I’ve been working on the Text Track Decoder for the parser integration into Firefox. This part of the integration functions as an entry point into our parser for Gecko.
How It Works
The short version of how the Text Track Decoder works is that when an HtmlTrackElement receives new data from a vtt byte stream it passes it off to it’s WebVTTLoadListener (Text Track Decoder) which then calls our webvtt parser to parse the chunk of the byte stream it just reveived. The WebVTTLoadListener also provides call back functions to the parser for passing back cues when the parser has finished them or for reporting errors when the parser encounters them. The final function that the WebVTTLoadListener facilitates is converting the cues that have been passed back in the call back function to the various DOM elements that represent a webvtt_cue and then attaching those to either the HtmlTrackElement’s track, in the case of the cue settings, or the HtmlTrackElement’s MediaElement’s video div caption overlay (phew), in the case of the parsed webvtt cue text node tree.
What We’ve Done
The first order of business that we took care of in getting this done was to ask Chris Pearce, who works very closely with Firefox’s media stuff, to give us a high level overview of what we would need to accomplish in order to get this working. That was sent in the form of an email which my Professor, Dave Humphrey, then kindly posted on our bug (I forgot to do so!).
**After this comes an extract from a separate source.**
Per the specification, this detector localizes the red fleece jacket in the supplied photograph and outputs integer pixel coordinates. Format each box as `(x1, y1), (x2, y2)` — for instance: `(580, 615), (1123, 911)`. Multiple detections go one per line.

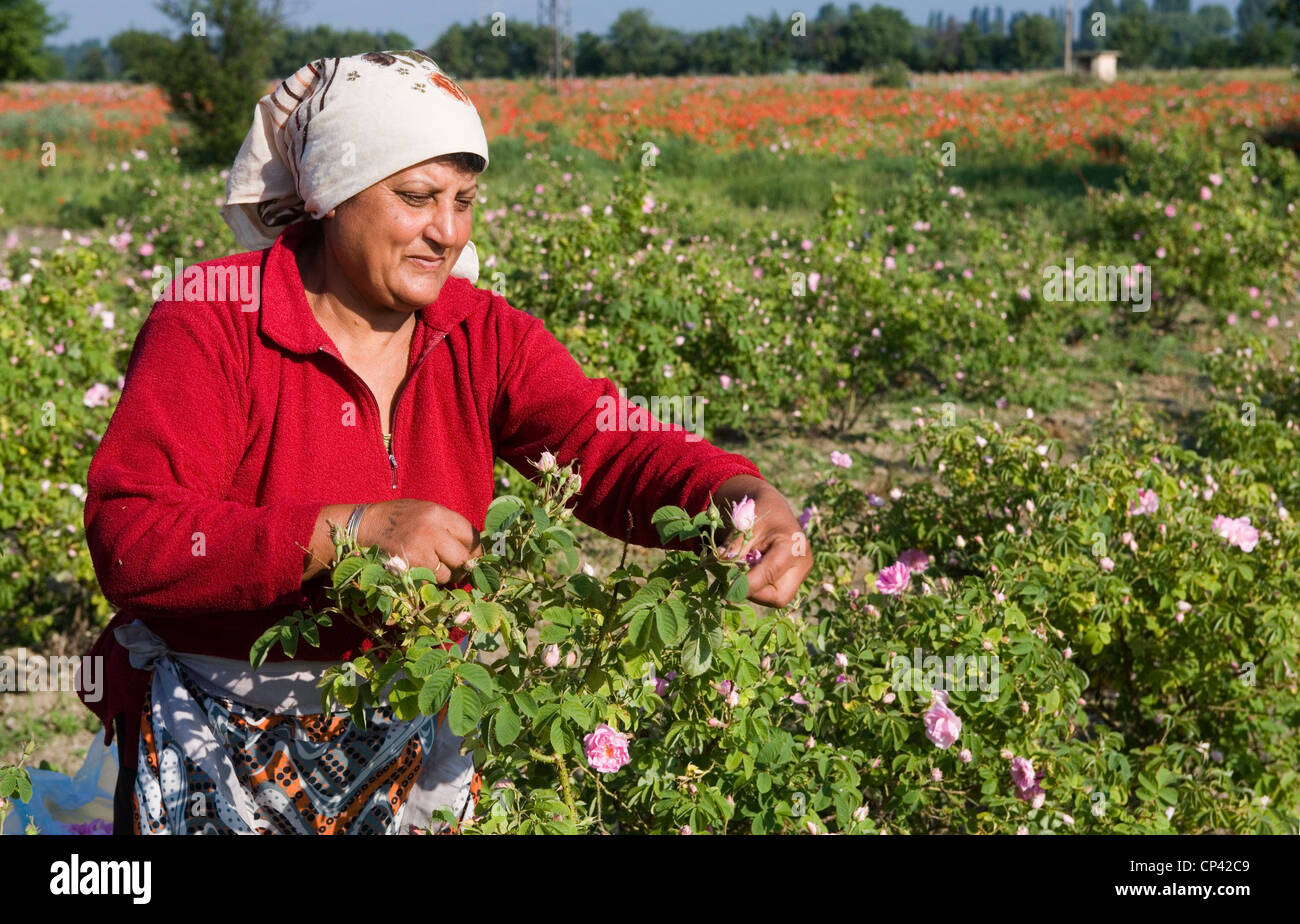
(80, 221), (763, 771)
We then quickly went about implementing Chris’s initial steps that he talked about. We’ve done steps 1 – 4 so far:
- The HtmlTrackElement::LoadListener has been moved to it’s own file and renamed WebVTTLoadListener.
- The HtmlTrackElement now has a WebVTTLoadListener reference which is initialized in LoadResource.
- WebVTTLoadListener now manages a single webvtt parser which is created and destroyed along with it.
- WebVTTLoadListener now provides call back functions to the parser for returning finished cues and reporting errors.
We’ve also added three convenience functions to turn webvtt cue stuff into the DOM bindings. These are:
- cCueToDomCue – Transforms a webvtt cue’s settings into a TextTrackCue (almost done).
- cNodeToHtmlElement – Transforms a webvtt node into an HtmlElement; recursively adds HtmlElements to it’s children if it is converting an internal webvtt node (not done at all!).
- cNodeListToDocumentFragment – Transforms the head node’s children into HtmlElements and adds them to a DocumentFragment (pretty much done).
The call back function for returning cues now:
- Calls the cCueToDomCue function and adds the resulting HtmlTextTrackCue to it’s owning HtmlTrackElements cue list.
- Calls the cNodeListToDocumentFragment and adds the resulting DocumentFragment to the caption overlay.
Right now we’ve run into some problems in figuring out how to work with the Firefox code. I’ve listed those in my recent WIP update on the bug. Other then implementing those steps I’ve just been getting acquainted with the Firefox code that we have to touch and figuring out the basics of how it’s all going to fit in. I think we’ve gotten a big chunk of it done so far, mostly the overall frame of how it’s going to work as well as turning a webvtt cue’s settings into a TextTrackCue. I’ve also met the deadlines and goals that I set for myself at the beginning of this semester, so I’m fairly happy. Going forward I think I know enough now to ask intelligent questions about how to solve the problems that I listed in the WIP, so that’s what I will be doing in the coming weeks when I get stuck.
As always, I’m ever confident that we will finish the project!